Thursday 17th of November 2022

My mom used to tell me stories about friends who went through this and said always have everything in each persons name and only a few things joint to ensure you can build banking relationships on your own. I worked in banking from when I was 15-23 years old and learned a lot and saw this often. Glad you got back on track and climbed back to where you wanted to be!

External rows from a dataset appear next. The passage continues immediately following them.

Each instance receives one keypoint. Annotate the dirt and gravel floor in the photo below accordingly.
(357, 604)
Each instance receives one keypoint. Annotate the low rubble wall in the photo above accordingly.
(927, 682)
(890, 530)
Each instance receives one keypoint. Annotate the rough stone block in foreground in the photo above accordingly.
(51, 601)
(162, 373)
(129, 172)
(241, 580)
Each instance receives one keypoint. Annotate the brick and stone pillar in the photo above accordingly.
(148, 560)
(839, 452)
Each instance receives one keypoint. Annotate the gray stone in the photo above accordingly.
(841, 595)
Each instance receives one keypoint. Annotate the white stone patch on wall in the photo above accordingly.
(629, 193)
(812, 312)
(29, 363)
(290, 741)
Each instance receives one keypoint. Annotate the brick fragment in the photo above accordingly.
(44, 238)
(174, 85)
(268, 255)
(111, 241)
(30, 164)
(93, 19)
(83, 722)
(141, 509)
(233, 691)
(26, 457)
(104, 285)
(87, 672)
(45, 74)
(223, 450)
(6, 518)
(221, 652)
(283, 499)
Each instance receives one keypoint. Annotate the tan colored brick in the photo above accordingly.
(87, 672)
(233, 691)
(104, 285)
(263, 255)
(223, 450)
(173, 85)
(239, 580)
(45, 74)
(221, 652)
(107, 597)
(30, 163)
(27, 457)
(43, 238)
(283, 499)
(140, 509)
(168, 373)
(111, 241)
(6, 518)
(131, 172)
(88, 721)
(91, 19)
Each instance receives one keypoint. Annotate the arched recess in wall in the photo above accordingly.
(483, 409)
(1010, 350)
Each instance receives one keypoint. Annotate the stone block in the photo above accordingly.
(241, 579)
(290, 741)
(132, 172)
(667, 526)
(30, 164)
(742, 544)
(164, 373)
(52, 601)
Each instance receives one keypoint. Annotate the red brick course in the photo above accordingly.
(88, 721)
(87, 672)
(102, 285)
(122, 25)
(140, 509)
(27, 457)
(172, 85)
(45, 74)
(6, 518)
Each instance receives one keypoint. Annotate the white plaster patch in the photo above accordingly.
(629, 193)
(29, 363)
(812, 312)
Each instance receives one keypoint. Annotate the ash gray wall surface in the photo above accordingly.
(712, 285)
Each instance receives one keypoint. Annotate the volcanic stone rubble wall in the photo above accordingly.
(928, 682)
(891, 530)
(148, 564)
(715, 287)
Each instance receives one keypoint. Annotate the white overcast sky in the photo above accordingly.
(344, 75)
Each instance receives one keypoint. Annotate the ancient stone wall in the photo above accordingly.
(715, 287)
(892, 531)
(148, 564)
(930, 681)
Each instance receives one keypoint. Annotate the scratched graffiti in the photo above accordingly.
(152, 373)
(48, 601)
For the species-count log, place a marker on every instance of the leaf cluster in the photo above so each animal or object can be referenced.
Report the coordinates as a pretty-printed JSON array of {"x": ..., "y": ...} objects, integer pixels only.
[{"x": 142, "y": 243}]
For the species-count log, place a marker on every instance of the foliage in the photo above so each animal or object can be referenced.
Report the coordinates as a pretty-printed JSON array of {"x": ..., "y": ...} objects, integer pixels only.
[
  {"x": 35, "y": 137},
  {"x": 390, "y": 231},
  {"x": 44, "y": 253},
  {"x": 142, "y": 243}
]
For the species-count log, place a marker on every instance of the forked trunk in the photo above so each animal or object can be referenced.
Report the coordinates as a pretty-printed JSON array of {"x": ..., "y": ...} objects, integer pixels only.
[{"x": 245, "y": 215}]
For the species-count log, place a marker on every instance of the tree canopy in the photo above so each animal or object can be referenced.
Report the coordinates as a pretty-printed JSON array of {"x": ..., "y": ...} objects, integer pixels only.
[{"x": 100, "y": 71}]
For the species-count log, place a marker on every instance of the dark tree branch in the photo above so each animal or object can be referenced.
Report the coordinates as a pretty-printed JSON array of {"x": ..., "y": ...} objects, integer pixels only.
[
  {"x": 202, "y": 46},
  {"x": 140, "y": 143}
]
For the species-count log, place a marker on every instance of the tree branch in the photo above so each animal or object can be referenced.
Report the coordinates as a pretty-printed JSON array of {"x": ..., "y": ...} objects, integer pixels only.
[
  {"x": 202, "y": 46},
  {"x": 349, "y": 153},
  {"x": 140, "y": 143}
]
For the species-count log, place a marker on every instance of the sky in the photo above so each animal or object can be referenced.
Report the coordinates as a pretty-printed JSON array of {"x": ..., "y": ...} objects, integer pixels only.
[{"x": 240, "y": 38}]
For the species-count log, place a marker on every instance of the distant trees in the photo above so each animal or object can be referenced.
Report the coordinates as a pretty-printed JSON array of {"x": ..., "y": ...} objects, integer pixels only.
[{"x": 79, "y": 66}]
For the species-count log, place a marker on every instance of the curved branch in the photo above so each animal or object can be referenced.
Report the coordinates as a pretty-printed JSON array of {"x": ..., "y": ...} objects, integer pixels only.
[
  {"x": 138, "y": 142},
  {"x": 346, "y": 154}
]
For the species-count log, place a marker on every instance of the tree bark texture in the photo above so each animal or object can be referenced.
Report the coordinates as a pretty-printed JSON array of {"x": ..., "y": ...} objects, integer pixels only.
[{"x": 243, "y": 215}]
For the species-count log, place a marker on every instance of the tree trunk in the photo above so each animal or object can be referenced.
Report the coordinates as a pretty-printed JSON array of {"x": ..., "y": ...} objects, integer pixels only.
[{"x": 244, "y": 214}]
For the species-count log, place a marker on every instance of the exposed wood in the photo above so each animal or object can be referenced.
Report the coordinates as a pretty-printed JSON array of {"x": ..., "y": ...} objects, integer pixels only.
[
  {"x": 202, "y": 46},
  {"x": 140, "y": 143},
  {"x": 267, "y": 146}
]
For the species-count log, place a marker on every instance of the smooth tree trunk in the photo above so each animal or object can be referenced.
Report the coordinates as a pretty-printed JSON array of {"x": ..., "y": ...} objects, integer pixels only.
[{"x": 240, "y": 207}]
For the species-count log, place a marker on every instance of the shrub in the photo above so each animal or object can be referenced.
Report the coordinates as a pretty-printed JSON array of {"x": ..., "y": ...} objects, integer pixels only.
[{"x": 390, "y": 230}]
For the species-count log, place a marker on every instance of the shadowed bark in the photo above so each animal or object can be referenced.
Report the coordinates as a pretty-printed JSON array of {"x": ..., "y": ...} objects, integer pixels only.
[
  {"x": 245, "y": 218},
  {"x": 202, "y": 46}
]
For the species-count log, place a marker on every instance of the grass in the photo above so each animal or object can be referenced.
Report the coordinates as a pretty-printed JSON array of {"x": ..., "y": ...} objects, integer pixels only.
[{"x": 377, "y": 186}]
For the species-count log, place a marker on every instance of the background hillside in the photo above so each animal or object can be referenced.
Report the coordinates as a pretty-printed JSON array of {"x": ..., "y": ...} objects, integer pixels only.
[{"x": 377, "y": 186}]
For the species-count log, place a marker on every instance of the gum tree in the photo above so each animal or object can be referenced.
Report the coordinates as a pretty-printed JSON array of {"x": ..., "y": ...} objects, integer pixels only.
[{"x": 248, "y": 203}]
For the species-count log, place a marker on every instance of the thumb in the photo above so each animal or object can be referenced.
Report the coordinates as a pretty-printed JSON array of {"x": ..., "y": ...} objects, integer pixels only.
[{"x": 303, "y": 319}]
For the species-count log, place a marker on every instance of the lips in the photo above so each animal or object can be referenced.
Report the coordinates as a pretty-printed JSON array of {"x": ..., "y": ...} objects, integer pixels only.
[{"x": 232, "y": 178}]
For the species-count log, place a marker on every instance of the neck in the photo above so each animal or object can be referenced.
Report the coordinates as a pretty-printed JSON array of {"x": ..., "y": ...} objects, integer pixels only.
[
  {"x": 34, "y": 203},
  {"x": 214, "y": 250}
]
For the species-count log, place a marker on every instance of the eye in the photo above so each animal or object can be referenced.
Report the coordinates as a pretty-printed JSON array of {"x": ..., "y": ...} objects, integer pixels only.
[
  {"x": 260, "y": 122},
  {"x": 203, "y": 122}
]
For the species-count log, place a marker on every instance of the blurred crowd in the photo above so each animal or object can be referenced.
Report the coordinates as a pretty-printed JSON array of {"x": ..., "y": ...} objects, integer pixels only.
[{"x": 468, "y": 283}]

SN: I pay off a huge chunk of my cards but leave a small balance each month to “please the bank.” This is because the credit system is about “stewardship” vs. how well/fast you can repay, it’s also for the bank to earn money. They want to see what you’re going to do with what they give you. The bank never makes money from people who pay their balance in full every month. The bank also loses when people never pay. So when they see you repay everything before the end of the money, they secretly count it against you when applying to approve you for more credit. So if I have $500 in one month, before the month is done? I leave $50-$250 on a $5k card. Once it’s reported to the credit agency (that my utilization is between 1-10%) and the interest is paid to the bank, then I immediately pay it off. Yes, it’s costs you a bit in interest, but it gives you more leverage because the bank is still a business and the credit agencies still factor utilization in your score.

Lillie Marshall

Thursday 17th of November 2022

Thank you so much for taking the time to share this. I’ve edited the article to reflect this new insight. And kudos to you and your mother for helping educate others!

Jacob E

Tuesday 15th of November 2022

This is true not only of divorce but also passing of a spouse. In my work, I’ve seen surviving spouses have same issue.

Lillie Marshall

Tuesday 15th of November 2022

Extremely important point! I'm editing the conclusion of the article to include it.

Dave M

Tuesday 15th of November 2022

Thanks for sharing this practical information! And is it just me or does "Reconsideration Department" sound vaguely Orwellian…?

Lillie Marshall

Tuesday 15th of November 2022

Haha, totally! The whole experience of 10 years of my good work being erased was completely out of a Sci-Fi book!